Foreigners have been beguiled by the city ever since Hernán Cortés and his conquistadors arrived in the ancient Aztec capital of Tenochtitlán, the site on which the modern city now stands. An Austrian emperor, installed by Napoleon III of France, ruled briefly here, DH Lawrence found inspiration for his novel The Plumed Serpent, Hollywood royalty hopped down from LA, and the Beat generation sought escape (from crimes, from mainstream America) and self-destructive transcendence.

lg325 John Ross is mentioned here. I have never heard of him. You might have though.

We should do that with our cities because we can. Make our own virtual tour of whereever.
 
There was quite a 'virtual tour' of Juarez in "Sicario". Not a nice place to visit and 'living' there is a 'virtual' oxymoron.
 
Well done article. John Ross was if not a card carrying but close to a communist as your going to find. He was an activist, hung out in the Mission District of San Francisco. I do not agree with his politics but he did from what I gather had a real concern for the poor and those treated unjustly . I am not sure if those like him ever had a real positive effect on society except for there writings. Booze was his downfall. His books and poetry should not be forgotten but kept and maybe learn from. He was a part of Mexico City as much as San Francisco.
 
Well done article. John Ross was if not a card carrying but close to a communist as your going to find. He was an activist, hung out in the Mission District of San Francisco. I do not agree with his politics but he did from what I gather had a real concern for the poor and those treated unjustly . I am not sure if those like him ever had a real positive effect on society except for there writings. Booze was his downfall. His books and poetry should not be forgotten but kept and maybe learn from. He was a part of Mexico City as much as San Francisco.
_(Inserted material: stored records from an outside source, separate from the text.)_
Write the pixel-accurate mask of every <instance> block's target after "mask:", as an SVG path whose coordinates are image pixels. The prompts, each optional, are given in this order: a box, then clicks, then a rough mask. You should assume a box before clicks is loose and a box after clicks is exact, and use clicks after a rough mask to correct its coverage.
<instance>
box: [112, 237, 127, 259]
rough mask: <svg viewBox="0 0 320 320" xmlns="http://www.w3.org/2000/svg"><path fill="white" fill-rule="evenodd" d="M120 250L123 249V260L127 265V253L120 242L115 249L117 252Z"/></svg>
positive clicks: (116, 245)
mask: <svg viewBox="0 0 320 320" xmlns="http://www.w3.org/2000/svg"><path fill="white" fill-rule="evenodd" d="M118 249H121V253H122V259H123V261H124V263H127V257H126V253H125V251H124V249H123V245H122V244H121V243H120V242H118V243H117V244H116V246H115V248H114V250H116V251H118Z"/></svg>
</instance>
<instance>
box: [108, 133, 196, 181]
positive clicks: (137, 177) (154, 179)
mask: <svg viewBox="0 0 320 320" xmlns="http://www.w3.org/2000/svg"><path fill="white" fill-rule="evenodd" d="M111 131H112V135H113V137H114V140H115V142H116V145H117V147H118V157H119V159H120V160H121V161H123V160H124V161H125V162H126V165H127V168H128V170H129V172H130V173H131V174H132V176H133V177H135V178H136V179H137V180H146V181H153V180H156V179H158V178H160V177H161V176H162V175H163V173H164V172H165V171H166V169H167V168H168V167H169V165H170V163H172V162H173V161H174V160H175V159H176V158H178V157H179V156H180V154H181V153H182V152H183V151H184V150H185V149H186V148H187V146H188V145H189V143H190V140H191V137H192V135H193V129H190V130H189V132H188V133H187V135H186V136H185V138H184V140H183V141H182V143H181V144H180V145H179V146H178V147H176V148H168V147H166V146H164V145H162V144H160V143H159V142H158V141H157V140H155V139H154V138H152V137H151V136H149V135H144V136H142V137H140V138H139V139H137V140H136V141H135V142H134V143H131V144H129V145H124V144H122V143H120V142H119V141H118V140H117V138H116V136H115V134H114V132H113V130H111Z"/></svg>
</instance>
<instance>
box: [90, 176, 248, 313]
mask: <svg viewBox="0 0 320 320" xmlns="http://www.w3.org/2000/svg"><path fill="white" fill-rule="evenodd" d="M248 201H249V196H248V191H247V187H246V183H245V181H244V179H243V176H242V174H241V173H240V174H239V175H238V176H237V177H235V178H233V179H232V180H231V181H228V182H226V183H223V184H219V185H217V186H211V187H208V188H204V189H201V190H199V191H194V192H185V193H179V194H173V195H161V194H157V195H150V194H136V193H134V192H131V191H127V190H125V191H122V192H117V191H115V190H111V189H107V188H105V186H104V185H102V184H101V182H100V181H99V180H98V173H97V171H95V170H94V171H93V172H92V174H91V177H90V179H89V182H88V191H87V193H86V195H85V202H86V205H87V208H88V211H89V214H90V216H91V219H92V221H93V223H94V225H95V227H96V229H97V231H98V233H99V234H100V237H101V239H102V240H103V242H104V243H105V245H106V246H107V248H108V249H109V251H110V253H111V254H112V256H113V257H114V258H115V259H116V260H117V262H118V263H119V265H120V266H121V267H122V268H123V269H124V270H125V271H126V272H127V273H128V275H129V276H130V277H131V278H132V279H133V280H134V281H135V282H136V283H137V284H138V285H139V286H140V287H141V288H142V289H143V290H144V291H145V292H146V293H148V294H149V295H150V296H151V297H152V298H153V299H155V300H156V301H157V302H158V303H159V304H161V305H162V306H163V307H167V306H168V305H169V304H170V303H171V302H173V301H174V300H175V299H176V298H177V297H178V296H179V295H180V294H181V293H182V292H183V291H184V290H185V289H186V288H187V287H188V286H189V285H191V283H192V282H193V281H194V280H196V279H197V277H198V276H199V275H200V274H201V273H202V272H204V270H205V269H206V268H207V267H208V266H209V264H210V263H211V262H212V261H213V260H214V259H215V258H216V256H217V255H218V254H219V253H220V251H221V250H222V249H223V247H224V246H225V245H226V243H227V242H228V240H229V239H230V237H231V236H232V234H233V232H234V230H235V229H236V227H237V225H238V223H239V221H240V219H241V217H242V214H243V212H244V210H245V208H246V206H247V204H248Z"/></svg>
I have never heard of him. But, it would not surprise me about his politics. I don't care about their politics back then. Most of the Beat Generation has passed on. Those cats born in the 1920s and 1930s were hellraisers.
 
I posted a poem of his over at beat generation thread. Yes those folks were self destructive. I have spent time just trying to understand those types . Mexico city seems to attract those types from around the world.
 
I posted a poem of his over at beat generation thread. Yes those folks were self destructive. I have spent time just trying to understand those types . Mexico city seems to attract those types
from around the world.

Most of them are now. I think in order to become really famous you have to be an addict (gambling-James Joyce, opium-John Keats) or have significant mental health issues (Edgar Allen Poe, Sylvia Plath). They are all tragic figures, innit? Mexico City has always collected creative folks. The US did too in certain areas.